Mr Harper was the “angry ambo” motivated by regional health outcomes when he first stepped into state politics in 2015, but later chaired the committee that developed the VAD bill which he said had consumed him for three years.
He claimed he cried on aeroplanes travelling to parliament and hearings across the state as he read through 5000 submissions related to the bill, which expressed the experiences of dying Queenslanders and their families who could not decide for themselves to end their lives.
“And then we had 40 public hearings around the state, and Katter didn’t turn up to the one out at Mount Isa, I remember that, people told their stories out there,” Mr Harper said.
“Katters are saying they’re utilising it out west because they can’t get the same level of care, well what an absolute load of rubbish.
“People in those remote, particularly in regional, Queensland … some of the ones we had in western Queensland, they told us they didn’t want to leave their communities, they didn’t want to leave their loved ones.
“They wanted to stay in their community surrounded by their loved ones and not be shipped off to a tertiary hospital to die.
“I think the Katters are going to come undone and the LNP on this, and One Nation.
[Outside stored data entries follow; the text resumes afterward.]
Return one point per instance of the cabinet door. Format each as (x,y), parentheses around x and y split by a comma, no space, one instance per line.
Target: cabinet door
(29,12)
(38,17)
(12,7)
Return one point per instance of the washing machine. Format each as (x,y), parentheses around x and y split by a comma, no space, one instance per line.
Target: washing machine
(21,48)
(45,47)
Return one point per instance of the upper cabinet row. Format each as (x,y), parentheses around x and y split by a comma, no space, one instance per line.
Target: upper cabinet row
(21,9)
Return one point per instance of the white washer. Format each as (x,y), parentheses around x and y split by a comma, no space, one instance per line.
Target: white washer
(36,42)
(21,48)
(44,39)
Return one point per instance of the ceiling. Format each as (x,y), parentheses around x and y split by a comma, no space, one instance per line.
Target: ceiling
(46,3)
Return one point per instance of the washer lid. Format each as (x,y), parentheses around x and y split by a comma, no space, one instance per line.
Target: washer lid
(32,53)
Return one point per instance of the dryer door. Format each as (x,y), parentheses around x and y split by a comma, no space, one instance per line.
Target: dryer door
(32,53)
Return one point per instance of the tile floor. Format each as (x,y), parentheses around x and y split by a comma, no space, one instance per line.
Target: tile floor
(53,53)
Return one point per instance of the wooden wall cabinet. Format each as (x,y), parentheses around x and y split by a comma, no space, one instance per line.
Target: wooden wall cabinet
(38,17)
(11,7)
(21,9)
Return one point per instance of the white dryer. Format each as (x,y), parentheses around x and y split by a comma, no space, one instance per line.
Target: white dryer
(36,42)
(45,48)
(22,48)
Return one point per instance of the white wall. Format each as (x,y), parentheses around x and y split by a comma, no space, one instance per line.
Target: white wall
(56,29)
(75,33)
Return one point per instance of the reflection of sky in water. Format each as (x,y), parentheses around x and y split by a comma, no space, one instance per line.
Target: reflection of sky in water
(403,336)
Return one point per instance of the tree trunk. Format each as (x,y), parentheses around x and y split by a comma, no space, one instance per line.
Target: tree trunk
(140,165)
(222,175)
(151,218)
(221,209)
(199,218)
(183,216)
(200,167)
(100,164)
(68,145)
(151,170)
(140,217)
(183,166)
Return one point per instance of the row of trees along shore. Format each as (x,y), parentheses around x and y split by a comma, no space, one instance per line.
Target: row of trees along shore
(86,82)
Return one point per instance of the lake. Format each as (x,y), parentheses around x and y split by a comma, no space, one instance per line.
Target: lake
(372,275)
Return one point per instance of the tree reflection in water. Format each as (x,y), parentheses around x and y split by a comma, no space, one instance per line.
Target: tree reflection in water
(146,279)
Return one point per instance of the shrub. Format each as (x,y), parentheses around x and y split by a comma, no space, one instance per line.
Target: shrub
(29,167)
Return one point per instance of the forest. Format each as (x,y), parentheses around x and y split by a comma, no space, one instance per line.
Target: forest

“There’s one thing I’ve learnt out of all this … is that Queenslanders don’t like governments telling them what to do with their bodies.
Broadcaster Andrew Denton, founding director of charity Go Gentle Australia, submitted a letter to the editor saying that Mr Harper was right to be concerned about VAD’s future under an LNP dominated parliament.
“More than 1000 terminally ill Queenslanders have died peacefully and compassionately since VAD became legal 18 months ago,” Mr Denton said.
“That’s 1000 dying people who had a choice not to suffer.
“It would be a tragedy if that choice were now to be denied because of the hard-line beliefs of a few.”
Katters Australian Party leader, Traeger MP Robbie Katter, said “of course” he would like to see the VAD bill repealed.
“Yes, of course, at the risk of exploding it up like the abortion thing, how can I not say yes to that?” Mr Katter said.
“It’s part of our values and we don’t just sit there twiddling our thumbs in parliament waiting for a vote to come up on things.
“But, I’ll qualify that by saying it’s not our priority going into the next term, it’s one of a full suite of family issues that we consider.”